Foxconn Planning U.S. Plant For Making Displays

Foxconn, the largest contract electronics maker in the world and a major supplier for Apple Inc. is planning an investment of over $10 billion in a factory that will make displays. The plant will be in the U.S. and next month Foxconn will announce its location.

The company, which is based in Taiwan, has looked at investing in the United States for quite a while and Terry Gou, its CEO, has said on previous occasions that the company had hoped to spend more than $7 billion to construct and equip a display making factory in the country.

The U.S. does not have a single panel-making plant in the country, but is the second largest market worldwide for televisions.

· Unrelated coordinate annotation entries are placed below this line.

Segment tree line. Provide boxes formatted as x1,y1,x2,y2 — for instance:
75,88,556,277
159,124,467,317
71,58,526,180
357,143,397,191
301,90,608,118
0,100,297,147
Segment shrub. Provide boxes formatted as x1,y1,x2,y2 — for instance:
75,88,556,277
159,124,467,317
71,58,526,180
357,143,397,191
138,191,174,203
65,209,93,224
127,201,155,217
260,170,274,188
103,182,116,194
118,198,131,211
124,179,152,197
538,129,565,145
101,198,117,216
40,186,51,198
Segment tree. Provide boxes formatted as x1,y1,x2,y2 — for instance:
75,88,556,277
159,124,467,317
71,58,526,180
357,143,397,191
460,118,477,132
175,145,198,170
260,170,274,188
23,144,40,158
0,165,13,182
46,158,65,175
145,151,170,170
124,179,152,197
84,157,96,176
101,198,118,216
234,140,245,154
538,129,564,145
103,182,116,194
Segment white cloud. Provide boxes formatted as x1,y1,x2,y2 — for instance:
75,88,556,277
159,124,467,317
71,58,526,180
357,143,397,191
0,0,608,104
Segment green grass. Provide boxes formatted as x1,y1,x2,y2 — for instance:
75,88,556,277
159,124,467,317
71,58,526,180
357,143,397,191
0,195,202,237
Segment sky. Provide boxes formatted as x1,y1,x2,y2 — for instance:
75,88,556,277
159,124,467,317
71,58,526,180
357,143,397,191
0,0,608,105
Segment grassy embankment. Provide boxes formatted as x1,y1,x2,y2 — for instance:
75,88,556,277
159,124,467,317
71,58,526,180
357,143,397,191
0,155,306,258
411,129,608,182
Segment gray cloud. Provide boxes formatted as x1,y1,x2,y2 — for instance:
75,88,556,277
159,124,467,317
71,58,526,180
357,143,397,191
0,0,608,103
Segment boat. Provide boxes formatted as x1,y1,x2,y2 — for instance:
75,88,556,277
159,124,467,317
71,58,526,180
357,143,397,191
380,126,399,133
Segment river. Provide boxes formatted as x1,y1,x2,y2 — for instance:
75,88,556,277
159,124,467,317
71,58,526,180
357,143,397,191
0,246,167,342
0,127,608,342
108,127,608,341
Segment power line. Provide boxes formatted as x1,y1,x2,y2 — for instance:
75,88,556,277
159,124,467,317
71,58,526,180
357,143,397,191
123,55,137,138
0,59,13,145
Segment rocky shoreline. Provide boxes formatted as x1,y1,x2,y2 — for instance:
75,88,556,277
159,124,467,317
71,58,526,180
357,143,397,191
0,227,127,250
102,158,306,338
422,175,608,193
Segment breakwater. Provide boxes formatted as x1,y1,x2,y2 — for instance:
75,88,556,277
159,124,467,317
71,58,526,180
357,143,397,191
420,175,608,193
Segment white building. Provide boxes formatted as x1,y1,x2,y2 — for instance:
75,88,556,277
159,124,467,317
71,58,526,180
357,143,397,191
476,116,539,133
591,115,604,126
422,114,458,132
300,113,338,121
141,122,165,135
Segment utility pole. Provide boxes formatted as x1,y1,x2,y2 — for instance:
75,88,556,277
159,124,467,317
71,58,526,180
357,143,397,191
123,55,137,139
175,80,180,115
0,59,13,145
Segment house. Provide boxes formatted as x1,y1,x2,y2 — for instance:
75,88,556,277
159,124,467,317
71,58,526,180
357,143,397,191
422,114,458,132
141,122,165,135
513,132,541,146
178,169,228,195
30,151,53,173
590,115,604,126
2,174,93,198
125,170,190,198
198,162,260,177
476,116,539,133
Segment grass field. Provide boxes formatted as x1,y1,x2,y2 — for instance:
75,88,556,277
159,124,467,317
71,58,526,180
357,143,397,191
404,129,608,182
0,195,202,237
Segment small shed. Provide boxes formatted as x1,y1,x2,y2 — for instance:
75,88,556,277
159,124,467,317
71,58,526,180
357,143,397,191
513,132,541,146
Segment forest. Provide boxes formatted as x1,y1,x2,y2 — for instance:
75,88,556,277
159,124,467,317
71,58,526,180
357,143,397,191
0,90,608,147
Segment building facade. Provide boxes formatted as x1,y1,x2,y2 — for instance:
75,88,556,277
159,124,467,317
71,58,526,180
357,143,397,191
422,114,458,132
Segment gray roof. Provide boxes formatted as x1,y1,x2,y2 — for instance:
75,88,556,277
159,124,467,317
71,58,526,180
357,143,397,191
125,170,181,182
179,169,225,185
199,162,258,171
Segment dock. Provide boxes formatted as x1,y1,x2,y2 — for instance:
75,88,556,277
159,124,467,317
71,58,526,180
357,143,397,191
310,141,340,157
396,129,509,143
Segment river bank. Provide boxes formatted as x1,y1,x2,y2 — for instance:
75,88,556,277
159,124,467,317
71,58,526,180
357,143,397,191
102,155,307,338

Foxconn, known formally as Hon Hai Precision Industry, currently is considering Ohio, Michigan, Wisconsin, North Carolina and Pennsylvania as possible locations for its plant, Gou said to reporters following the annual meeting of company shareholders on Thursday.

Gou said that during July the company would decide where it will build its plant adding that the company would be investing the money over a period of five years.

The company operates a number of factories across China, where it had over 1 million employees and makes the majority of iPhones for Apple, but to date has not invested in manufacturing in the U.S.

Gou told company shareholders during the meeting that it was time to go to the U.S. and not only to build a plant, but to move the full supply chain, but did not provide any further specific details.

While its new plant would create new jobs, Gout said it would not have the number of employees as the company’s factories do in China, as the cost of U.S. labor is far higher and the plant use a great deal of automation that it will rely upon.

President Donald Trump called for companies to invest and build more in the U.S. He had said on several occasions since he was elected last November how important it for both domestic and foreign manufacturers to build in the country which builds on his campaign pledge of creating and preserving jobs in the U.S.

CEO at Foxconn’s Sharp Corp in Japan Tai Jeng-wu said that six states in the U.S. were being considered for a possible building site for the plant to make displays.

Foxconn already has an operation in Pennsylvania.